I was impressed with the level of detail that was taken into consideration and evident in the final product. The use of natural light and intuitive way finding was innovative. Both the staff and patients were integral in its design and the positive results were evident during my tour and echoed by the clinic leadership, Linette Jacobson, clinic manager, Jill Bergen, clinical services supervisor and Jackie Kerfeld, business services supervisor.

I also met some great people from the laboratory and radiology areas. They confirmed how much they appreciate their new work environment and participating in the design process. Bonnie Verke, medical lab technician, Champlin Clinic, expressed her thoughts very simply, “It’s a happy day every day.” And this is all because their request for a window was realized. A wonderful reminder that it usually is about the little things that are most important.

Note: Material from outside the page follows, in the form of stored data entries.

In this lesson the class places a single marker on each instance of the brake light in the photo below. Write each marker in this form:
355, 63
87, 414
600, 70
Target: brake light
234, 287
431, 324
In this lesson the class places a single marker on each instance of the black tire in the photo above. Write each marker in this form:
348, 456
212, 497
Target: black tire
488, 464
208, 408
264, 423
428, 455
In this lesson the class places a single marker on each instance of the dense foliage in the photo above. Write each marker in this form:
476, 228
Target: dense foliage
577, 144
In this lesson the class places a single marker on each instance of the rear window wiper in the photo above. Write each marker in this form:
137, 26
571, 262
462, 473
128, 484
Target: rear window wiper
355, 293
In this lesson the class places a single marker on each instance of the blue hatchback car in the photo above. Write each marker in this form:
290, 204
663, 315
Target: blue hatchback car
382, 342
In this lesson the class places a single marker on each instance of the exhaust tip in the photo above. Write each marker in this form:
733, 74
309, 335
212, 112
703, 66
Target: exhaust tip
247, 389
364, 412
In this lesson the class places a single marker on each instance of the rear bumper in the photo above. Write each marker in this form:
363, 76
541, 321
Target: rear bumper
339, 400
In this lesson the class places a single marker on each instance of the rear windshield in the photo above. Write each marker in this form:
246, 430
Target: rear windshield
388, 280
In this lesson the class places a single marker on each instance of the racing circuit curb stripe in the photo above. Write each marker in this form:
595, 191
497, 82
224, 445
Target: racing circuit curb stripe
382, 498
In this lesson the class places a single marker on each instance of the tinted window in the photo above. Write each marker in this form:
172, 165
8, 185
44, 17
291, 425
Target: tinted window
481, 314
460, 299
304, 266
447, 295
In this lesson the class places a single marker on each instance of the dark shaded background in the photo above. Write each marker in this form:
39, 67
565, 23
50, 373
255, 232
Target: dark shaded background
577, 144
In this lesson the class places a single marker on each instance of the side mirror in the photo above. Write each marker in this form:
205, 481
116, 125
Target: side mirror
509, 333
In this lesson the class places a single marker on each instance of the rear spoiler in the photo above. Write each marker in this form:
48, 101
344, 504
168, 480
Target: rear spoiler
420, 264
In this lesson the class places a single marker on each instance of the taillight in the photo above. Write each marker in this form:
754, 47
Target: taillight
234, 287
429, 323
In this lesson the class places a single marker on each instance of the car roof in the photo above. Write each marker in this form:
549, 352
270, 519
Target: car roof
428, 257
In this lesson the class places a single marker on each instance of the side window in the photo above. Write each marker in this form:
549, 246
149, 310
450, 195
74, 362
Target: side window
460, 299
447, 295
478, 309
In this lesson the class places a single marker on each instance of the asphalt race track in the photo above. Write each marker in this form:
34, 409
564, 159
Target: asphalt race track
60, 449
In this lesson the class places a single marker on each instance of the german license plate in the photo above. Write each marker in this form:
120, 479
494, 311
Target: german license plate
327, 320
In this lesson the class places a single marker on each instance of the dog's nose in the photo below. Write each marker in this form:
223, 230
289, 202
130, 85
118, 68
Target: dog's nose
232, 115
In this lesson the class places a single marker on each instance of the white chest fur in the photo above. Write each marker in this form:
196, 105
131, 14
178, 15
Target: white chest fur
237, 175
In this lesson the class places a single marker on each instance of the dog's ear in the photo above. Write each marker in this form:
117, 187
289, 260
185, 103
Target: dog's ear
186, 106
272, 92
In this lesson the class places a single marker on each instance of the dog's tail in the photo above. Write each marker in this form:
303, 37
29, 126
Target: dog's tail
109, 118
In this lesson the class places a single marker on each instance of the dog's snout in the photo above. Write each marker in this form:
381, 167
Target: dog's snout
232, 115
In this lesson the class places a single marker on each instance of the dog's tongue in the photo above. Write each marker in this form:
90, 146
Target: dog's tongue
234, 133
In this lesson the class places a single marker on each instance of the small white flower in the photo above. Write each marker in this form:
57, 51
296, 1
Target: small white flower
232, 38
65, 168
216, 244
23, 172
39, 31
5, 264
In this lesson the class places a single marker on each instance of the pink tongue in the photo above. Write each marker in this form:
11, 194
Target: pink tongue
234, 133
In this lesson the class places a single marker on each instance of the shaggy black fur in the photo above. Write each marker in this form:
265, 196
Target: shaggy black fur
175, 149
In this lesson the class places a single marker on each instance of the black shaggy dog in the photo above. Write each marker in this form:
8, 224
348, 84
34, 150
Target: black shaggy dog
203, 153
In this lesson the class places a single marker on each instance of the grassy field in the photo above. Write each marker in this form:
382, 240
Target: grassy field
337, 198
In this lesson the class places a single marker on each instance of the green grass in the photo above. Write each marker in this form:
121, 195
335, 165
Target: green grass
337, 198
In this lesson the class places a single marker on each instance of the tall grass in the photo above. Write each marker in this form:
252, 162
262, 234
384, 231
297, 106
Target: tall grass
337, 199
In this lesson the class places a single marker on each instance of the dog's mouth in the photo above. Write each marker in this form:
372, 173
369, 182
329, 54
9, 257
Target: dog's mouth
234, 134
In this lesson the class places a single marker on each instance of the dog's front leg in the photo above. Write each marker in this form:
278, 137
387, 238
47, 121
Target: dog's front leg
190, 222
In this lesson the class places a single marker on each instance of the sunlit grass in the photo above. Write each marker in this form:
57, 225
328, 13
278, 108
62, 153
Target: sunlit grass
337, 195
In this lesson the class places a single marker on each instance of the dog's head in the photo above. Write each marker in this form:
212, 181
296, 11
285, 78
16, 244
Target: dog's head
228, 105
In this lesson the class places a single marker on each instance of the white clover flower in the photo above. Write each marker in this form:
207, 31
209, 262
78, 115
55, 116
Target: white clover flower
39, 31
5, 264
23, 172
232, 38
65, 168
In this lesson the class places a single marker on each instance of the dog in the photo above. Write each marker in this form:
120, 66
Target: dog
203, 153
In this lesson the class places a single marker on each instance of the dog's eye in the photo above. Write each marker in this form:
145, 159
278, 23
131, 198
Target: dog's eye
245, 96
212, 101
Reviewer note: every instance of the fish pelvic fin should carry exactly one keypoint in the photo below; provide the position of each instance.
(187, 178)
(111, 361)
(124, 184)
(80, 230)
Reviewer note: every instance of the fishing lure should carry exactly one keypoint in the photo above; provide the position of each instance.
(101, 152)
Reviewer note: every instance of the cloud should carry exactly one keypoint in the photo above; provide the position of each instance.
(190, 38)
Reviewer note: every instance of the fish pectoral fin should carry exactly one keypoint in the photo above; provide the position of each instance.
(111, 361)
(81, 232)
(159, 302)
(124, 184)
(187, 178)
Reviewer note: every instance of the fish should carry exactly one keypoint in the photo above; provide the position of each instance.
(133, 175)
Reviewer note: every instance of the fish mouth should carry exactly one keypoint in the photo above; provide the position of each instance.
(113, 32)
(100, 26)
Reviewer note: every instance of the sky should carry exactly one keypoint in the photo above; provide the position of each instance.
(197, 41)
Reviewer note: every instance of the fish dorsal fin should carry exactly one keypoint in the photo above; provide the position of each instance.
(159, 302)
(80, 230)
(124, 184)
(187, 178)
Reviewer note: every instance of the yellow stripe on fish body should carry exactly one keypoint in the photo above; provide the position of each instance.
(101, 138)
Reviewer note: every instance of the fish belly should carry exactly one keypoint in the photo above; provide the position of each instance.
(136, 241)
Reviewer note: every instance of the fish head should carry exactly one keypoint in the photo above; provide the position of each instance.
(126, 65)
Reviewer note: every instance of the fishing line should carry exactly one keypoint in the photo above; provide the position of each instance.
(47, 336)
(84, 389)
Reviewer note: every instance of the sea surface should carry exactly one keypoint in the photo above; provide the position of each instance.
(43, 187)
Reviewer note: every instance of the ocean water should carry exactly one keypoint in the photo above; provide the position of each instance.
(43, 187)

Having a brand new building is exciting but Janet did reinforce, “its not that we can build a brand new building everyday but there is a lot we can do.” The PCCT model is being implemented in many clinics across Allina with favorable results. The staff has welcomed the team approach and the work continues to evolve as improvement ideas continue to flow.

Future Looks Bright

I left my visit feeling very excited for Allina Health. Every person I interacted with talked positively about the current focus and work being done to impact the patient experience. Like many health care organizations, patient experience is not a new journey at Allina Health and as they continue to keep focused on their true north guided by the patient stories, the critical mass Dan talked about earlier will no doubt be realized. Dan and the others are optimistic about the future of the health care industry and about Allina Health. I look forward to returning this fall for one of our three Regional Roundtable events and to hear about their ongoing progress.